Pembahasan mengenai aturan tersebut berlangsung di Silverstone, Inggris, akhir pekan lalu. Mengutip laporan media Spanyol El Periodico, Jumat (14/8/2026) penolakan KTM menjadi salah satu faktor penting yang membuat rencana itu gagal disahkan.

Dalam regulasi MSMA, perubahan aturan membutuhkan persetujuan seluruh anggota. Artinya, keputusan tidak bisa berjalan jika masih ada pabrikan yang menolak.

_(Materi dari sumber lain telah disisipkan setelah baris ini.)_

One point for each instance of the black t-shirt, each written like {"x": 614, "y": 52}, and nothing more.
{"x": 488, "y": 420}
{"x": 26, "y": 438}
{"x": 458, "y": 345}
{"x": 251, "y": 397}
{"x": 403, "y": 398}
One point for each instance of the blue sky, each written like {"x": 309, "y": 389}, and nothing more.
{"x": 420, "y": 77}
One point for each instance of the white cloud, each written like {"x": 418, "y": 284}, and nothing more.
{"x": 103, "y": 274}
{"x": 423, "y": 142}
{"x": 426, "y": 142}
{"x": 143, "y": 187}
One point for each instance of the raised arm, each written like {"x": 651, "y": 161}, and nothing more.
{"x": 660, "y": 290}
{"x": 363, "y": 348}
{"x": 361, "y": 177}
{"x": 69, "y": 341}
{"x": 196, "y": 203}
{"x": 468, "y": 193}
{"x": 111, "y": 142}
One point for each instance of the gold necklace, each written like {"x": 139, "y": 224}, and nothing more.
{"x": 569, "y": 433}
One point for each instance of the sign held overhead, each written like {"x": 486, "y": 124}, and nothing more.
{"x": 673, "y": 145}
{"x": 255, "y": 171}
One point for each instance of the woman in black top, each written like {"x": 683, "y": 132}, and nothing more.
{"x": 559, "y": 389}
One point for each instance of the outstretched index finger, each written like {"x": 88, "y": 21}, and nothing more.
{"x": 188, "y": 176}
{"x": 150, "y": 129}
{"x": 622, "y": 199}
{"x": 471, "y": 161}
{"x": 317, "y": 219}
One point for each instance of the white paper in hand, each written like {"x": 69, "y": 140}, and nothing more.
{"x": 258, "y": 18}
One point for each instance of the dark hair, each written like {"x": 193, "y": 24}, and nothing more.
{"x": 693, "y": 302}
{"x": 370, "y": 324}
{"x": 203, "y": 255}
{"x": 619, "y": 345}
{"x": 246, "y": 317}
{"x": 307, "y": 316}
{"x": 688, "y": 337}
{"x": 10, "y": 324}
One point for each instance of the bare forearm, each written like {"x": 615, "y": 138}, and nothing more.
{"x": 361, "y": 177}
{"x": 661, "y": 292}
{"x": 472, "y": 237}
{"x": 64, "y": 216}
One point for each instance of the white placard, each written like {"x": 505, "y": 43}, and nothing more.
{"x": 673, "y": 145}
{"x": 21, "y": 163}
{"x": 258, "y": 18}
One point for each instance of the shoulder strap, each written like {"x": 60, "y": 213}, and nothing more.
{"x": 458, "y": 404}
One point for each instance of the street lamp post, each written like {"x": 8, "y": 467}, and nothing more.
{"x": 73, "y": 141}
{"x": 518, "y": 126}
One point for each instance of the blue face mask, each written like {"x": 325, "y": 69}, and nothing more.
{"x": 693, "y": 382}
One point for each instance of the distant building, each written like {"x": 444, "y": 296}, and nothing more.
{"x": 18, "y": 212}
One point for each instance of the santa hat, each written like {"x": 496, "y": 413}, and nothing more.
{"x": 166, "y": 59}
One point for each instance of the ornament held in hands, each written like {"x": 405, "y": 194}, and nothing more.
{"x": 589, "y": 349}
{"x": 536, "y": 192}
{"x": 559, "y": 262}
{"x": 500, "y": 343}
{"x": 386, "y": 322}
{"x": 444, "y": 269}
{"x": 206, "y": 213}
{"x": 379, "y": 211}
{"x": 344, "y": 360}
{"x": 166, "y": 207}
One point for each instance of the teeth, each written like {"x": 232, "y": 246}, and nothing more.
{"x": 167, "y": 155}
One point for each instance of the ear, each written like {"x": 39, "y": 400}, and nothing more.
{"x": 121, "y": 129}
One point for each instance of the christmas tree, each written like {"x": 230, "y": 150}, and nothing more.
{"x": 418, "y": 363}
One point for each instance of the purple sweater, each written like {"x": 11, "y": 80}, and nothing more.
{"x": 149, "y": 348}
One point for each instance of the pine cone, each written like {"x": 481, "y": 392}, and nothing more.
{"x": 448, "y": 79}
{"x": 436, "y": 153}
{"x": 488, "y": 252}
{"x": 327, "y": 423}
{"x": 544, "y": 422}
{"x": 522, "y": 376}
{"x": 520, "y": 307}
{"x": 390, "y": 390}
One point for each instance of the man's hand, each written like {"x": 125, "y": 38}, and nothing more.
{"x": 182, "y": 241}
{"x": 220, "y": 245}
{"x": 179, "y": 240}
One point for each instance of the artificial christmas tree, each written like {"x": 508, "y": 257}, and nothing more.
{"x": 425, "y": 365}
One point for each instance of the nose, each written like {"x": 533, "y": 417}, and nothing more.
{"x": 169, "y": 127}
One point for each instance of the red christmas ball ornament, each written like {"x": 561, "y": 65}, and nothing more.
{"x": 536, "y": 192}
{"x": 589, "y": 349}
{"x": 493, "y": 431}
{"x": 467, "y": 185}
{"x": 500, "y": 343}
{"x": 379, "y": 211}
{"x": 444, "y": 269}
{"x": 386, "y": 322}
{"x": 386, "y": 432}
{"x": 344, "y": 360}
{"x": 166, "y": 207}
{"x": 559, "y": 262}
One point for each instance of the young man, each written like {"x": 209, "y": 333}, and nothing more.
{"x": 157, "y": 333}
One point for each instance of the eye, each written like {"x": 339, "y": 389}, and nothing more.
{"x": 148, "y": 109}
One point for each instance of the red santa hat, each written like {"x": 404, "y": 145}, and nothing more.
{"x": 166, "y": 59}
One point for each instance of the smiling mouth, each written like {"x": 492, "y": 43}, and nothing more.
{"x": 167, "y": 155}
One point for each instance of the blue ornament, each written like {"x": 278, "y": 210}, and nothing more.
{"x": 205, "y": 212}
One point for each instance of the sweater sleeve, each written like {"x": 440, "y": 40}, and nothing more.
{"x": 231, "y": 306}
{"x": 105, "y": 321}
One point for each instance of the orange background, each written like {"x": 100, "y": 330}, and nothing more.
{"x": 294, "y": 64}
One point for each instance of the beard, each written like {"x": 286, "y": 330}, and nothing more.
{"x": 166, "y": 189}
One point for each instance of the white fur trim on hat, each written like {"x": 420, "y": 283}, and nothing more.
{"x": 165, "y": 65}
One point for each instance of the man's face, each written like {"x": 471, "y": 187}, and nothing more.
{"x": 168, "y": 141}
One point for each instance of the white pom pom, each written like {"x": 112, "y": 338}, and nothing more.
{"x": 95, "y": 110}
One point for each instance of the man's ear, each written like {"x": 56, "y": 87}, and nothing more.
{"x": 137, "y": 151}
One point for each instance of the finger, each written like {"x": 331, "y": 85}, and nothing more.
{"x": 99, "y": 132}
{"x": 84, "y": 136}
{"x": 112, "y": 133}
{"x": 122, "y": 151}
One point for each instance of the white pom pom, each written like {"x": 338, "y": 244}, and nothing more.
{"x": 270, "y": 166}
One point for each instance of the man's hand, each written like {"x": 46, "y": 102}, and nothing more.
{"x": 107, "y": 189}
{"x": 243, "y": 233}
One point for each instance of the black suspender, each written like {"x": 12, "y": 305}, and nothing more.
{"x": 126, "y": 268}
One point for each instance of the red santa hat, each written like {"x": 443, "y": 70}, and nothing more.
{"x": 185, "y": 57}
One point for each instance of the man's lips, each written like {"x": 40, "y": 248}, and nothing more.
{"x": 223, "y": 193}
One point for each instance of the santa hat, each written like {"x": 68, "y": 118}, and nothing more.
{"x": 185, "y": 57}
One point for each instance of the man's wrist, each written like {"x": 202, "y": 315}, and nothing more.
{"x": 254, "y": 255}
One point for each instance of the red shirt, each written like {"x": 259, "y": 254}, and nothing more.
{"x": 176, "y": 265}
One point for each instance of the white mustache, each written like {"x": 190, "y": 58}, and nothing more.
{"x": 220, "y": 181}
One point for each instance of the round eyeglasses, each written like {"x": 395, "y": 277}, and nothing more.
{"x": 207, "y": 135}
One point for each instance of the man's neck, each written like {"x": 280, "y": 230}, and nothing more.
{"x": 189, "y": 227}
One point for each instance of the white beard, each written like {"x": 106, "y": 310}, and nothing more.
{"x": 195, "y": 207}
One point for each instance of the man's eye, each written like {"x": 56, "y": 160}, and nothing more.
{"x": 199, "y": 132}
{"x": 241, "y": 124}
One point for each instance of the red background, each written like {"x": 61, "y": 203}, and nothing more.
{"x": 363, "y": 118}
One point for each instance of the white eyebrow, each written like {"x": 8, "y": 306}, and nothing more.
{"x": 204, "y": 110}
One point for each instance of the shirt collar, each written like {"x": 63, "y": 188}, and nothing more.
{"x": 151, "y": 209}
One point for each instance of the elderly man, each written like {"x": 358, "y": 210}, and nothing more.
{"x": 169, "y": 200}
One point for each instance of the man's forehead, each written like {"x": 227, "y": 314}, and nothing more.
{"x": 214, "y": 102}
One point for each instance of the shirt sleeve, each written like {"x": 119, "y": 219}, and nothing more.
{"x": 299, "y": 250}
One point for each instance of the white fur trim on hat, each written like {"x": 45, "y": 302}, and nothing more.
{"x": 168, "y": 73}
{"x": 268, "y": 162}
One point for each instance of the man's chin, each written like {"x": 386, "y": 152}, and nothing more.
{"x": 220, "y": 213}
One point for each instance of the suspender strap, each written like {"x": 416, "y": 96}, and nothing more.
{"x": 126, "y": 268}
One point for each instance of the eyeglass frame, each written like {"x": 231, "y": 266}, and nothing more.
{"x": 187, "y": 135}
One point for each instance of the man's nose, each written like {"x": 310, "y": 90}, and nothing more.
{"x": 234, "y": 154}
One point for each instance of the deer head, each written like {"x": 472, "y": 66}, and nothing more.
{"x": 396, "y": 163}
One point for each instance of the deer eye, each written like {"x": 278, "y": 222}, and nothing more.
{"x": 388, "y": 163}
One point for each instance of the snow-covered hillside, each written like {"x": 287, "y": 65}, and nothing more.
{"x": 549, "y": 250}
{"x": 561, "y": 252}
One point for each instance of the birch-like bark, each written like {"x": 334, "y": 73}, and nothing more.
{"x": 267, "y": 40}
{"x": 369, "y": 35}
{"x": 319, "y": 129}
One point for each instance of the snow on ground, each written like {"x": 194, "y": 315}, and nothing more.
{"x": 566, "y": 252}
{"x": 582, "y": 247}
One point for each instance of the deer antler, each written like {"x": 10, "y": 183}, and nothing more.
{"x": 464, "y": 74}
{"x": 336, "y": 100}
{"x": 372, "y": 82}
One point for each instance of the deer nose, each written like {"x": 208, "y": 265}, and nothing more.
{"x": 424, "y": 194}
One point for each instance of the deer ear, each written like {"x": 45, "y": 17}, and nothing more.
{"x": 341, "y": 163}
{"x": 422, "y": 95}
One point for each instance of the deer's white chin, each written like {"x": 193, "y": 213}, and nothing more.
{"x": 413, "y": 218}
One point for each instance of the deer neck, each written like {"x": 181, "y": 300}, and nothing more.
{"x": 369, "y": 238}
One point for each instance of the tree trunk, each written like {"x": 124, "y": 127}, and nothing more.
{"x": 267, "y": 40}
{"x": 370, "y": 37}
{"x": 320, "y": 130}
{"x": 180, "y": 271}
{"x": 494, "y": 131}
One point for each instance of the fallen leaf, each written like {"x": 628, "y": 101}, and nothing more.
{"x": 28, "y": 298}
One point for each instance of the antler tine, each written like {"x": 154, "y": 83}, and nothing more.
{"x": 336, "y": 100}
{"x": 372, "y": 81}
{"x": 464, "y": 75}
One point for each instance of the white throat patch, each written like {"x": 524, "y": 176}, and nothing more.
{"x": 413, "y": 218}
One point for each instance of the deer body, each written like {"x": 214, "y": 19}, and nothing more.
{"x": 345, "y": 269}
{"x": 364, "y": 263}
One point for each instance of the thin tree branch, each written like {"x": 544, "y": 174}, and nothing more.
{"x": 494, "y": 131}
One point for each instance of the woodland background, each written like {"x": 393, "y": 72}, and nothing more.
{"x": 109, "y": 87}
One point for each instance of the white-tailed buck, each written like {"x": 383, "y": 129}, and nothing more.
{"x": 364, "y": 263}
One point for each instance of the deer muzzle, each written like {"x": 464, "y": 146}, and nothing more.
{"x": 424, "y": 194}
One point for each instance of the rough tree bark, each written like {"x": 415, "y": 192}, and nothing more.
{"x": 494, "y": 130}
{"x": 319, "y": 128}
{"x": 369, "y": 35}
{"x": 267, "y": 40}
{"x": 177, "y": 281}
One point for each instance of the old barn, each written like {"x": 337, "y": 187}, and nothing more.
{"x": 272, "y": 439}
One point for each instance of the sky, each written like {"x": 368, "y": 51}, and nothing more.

Gagasan satu motor untuk setiap pembalap awalnya muncul sebagai upaya menekan biaya operasional tim. Aprilia dan Ducati menjadi dua pabrikan yang paling mendukung rencana tersebut.

Kedua pabrikan asal Italia itu bahkan disebut sempat hampir mendapatkan persetujuan KTM, Honda, dan Yamaha. Namun, situasi berubah setelah pembahasan tersebut diketahui publik dan berbagai persoalan mulai mendapat sorotan.

Salah satu kekhawatiran berkaitan dengan kondisi motor yang mengalami kerusakan. Jika hanya tersedia satu motor, pembalap berpotensi harus menunggu di pit selama proses perbaikan berlangsung. Situasi itu bisa membuat mereka kehilangan waktu latihan hingga berisiko tidak mengikuti balapan.

Persoalan semakin rumit dalam balapan dengan format flag-to-flag. Dalam kondisi tersebut, pembalap harus berganti motor ketika hujan atau perubahan cuaca membuat penggunaan ban berbeda menjadi pilihan yang diperlukan.

Selain itu, tim tetap harus menyediakan komponen motor cadangan secara lengkap. Kondisi tersebut membuat manfaat penghematan biaya dari penerapan satu motor per pembalap kembali dipertanyakan.

Sempat muncul opsi kompromi dengan menyediakan motor cadangan mulai sesi kualifikasi. Namun, gagasan tersebut dinilai justru menambah kompleksitas terhadap regulasi yang sejak awal dibuat untuk menyederhanakan pengeluaran.

Adapula dugaan alasan lain di balik sikap sejumlah pabrikan. Ducati dan Aprilia disebut memiliki peluang besar untuk tetap kompetitif pada musim 2027, meski catatan waktu resmi dari pengujian pribadi motor 850 cc dengan ban Pirelli belum dirilis.

Situasi tersebut menjadi perhatian karena seluruh pabrikan akan memulai musim 2027 dengan tingkat konsesi yang sama. Aturan satu motor dinilai dapat mempersempit kesempatan para rival untuk mengejar ketertinggalan.

Dengan hanya satu motor, pembalap juga tidak akan leluasa menguji berbagai komponen maupun pengaturan baru secara bergantian selama sesi latihan.

Aprilia dan Ducati dilaporkan tetap konsisten mendukung usulan tersebut. Sementara itu, KTM yang sebelumnya disebut hampir menyetujui rencana akhirnya mengambil sikap berbeda. Honda dan Yamaha juga dilaporkan belum menentukan posisi secara tegas.

Di tengah perdebatan tersebut, muncul persoalan mengenai makna keputusan bulat. Jurnalis Emilio Pérez de Rozas melaporkan bahwa sejumlah petinggi MSMA sempat berpendapat hasil pemungutan suara 4-1 seharusnya tetap dapat dianggap sebagai keputusan bulat.

Namun, CEO MotoGP Carmelo Ezpeleta menolak pandangan tersebut. Ezpeleta juga sejak awal disebut tidak mendukung gagasan satu motor untuk setiap pembalap.

Dengan tidak tercapainya persetujuan bulat, rencana penerapan aturan satu motor per pembalap akhirnya tidak akan masuk dalam regulasi MotoGP 2027.